IUBio

Neuro, AI, Robotics seminar Mon.27.jul.1998

Mentifex mentifex at scn.org
Thu Jul 30 08:40:22 EST 1998


Stephen Wood <swood at papyrus.mhri.edu.au> on 30.jul.1998 from the
http://www.mhri.edu.au Mental Health Reseach Institute writes:

Mentifex wrote:      
   
>>  The "ganged fibres" are simply redundant parallel nerve fibers
>>  holding a concept--which is in turn a collection of associative
>>  tags--which are neuronal fibers leading from the abstract con-
>>  ceptual fibers to the concrete engrams in the sensory channels.
>>

> OK, lets get serious. Published journal articles please
> (rather than non-reviewed web sites) to show the neural basis
> (and I mean in terms of neurons, synapses and neurotransmitters)
> of 'redundant parallel nerve fibres holding a concept'. I mean,
> what is your proof of any of this? Are abstract conceptual fibres
> pyramidal cells?  Granule cells? Interneurons? Basket cells?
> Purkinje cells? What? And by the way, I'm uncertain of your use
> of redundant, since you seem to be suggesting that actually they
> aren't redundant but very useful!

  [ "Redundant" here indicates massively parallel processing. ]

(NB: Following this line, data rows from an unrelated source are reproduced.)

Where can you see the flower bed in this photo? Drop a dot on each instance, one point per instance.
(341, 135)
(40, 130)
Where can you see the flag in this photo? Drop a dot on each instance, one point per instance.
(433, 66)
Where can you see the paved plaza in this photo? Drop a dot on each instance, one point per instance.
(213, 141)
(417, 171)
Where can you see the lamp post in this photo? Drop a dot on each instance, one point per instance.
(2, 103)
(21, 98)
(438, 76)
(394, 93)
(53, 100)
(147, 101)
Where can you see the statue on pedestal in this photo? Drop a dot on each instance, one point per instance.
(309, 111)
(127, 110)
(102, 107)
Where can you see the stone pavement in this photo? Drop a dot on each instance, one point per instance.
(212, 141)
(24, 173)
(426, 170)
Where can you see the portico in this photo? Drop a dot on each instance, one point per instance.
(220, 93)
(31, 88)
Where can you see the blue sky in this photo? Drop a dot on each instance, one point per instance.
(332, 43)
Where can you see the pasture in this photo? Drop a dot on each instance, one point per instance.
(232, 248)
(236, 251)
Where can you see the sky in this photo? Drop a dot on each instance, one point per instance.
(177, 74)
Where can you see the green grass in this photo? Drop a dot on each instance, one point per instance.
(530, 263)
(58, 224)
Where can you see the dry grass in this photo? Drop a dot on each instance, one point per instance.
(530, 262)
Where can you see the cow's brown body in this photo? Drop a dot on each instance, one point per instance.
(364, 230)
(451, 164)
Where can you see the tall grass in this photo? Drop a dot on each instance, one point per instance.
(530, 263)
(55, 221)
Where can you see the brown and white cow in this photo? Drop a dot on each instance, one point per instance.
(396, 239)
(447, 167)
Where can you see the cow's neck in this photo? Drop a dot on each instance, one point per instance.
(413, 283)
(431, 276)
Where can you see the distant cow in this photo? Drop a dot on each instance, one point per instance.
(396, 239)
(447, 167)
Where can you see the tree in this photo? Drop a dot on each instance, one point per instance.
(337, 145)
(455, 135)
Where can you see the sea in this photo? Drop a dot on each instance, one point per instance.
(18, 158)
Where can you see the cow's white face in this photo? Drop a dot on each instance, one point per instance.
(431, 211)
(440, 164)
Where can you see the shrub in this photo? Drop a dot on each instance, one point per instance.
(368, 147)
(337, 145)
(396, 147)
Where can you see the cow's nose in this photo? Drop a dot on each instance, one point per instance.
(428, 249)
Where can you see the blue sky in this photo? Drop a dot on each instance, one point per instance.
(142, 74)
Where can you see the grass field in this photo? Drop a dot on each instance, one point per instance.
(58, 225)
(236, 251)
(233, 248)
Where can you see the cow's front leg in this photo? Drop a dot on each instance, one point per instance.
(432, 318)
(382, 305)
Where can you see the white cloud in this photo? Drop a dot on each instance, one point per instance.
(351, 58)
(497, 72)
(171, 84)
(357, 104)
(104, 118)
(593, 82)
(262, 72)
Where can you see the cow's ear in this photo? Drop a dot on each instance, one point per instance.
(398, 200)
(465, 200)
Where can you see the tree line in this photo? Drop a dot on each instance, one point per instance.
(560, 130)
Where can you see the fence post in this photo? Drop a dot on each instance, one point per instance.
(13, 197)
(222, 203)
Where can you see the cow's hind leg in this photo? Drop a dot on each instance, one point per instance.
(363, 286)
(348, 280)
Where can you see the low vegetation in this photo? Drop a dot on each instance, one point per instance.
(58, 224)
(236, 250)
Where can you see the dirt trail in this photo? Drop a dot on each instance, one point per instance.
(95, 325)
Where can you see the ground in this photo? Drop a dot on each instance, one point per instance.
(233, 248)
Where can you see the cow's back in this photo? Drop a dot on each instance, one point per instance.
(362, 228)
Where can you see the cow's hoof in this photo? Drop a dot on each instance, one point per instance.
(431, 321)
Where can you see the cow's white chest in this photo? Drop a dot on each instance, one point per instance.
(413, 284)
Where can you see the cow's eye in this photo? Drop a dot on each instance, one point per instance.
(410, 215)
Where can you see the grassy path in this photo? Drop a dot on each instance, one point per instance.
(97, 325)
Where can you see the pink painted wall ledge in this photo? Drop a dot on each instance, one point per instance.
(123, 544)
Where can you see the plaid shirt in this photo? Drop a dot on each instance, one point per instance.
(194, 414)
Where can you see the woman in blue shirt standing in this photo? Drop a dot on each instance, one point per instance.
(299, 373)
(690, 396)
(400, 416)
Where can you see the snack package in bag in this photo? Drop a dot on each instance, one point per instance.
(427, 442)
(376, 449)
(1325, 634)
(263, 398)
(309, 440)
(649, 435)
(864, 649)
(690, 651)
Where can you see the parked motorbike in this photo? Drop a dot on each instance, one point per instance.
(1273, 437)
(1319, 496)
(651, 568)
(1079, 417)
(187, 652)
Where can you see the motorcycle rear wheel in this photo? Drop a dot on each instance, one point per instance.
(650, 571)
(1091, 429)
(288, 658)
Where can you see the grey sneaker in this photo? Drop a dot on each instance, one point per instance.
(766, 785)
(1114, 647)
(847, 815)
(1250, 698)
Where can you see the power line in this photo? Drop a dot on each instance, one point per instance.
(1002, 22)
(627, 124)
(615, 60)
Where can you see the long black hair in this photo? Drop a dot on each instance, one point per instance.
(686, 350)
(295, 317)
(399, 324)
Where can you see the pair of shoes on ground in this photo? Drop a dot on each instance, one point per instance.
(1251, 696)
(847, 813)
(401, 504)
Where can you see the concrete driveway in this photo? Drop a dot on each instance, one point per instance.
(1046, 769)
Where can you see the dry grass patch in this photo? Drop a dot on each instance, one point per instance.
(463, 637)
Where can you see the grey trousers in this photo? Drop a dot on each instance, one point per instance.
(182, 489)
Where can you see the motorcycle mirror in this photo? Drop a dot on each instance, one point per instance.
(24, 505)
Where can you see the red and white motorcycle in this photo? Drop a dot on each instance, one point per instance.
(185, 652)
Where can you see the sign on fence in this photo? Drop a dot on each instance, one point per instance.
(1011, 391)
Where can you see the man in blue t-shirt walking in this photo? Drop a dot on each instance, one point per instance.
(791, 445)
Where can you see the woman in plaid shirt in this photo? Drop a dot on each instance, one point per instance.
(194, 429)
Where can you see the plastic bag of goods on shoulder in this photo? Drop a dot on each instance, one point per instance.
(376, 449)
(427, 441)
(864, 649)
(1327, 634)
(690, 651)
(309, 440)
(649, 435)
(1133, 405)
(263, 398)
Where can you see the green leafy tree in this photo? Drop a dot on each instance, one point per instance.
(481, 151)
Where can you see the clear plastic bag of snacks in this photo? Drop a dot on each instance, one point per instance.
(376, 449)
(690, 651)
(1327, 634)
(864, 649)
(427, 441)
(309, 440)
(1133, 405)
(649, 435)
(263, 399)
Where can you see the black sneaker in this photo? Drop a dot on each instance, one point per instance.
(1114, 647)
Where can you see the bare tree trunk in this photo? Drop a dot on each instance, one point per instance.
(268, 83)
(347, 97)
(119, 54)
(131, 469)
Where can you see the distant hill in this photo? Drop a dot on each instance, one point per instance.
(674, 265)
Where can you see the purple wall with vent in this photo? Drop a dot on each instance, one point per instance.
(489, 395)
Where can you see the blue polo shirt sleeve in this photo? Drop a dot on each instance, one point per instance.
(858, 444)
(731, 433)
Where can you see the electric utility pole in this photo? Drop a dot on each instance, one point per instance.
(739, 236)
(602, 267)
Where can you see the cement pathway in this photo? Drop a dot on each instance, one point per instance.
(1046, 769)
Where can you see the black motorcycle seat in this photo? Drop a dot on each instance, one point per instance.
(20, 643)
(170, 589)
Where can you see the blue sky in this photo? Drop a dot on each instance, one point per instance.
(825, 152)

  There are no "published journal articles" about these advanced
  topics; and there is not yet an identified "neural basis" but
  rather a basis in logic and in Chomskyan linguistics.  Behold:

  Hearing    Vision    The Evolution of Concepts   Motor Output
 /iiiiiii\  /!i!i!i!\  Primitive Verbal Abstract  /YYYYYYYYYYYY\
| ||||||| || ||||||| |  +   +    +      +   +    | |||||||||||| |
| ||||||| || | ___ | |  +   +   / \     +   +    | |||||||||||| |
| ||||||| ||  /   \  |  +   +  /   \    +   +    | |||||||||||| |
| ||||||| || (image)-|--+   + (blood)   +---+    | |||||R|||||| |
| ||||||| ||  \___/  | / \  +  \   /  __+__ +    | |||||U|||||| |
| ||||||| ||         |(red) +   \ /  (dan- )+    | |||||N|||F|| |
| ||||||| ||         | \ /  +----+    \ger/-|----|------*|||I|| |
| ||||||| ||         |  +---|----+     \ / _+_   | |||||||||G|| |
| ||||||| ||         |  +   +    +------+ /   \  | |||||||||H|| |
| ||||||| ||         |  +  / \   +      +(cour-) | |||||||||T|| |
| ||||||| ||         |  + (wet)  +      + \age/--|----------*|| |
| ||||||| ||         |  +  \ /   +      +  \_/   | |||||||||||| |
| ||||||| ||         |  +   +    +      +   +    | |||||||||||| |

  The theory here appeals to logic.  I do not know know which of
  your above cited varieties of neurons fits the bill for a long
  fiber holding a concept.  Nevertheless, it is in the nature of
  a neuron to have a long axon with potentially up to 10K synapses.

  Whether it be Dr. LeFever or Stephen Wood or whoever would like
  to debunk/champion the Mentifex mind-model (or build a new one),
  to understand the theory means to peruse the on-Web materials at
  http://www.scn.org/~mentifex/ and especially at the CMU archive,
  while following a sort of Socratic dialogue here in explication
  of what the theory says and why anyone should take a look at it.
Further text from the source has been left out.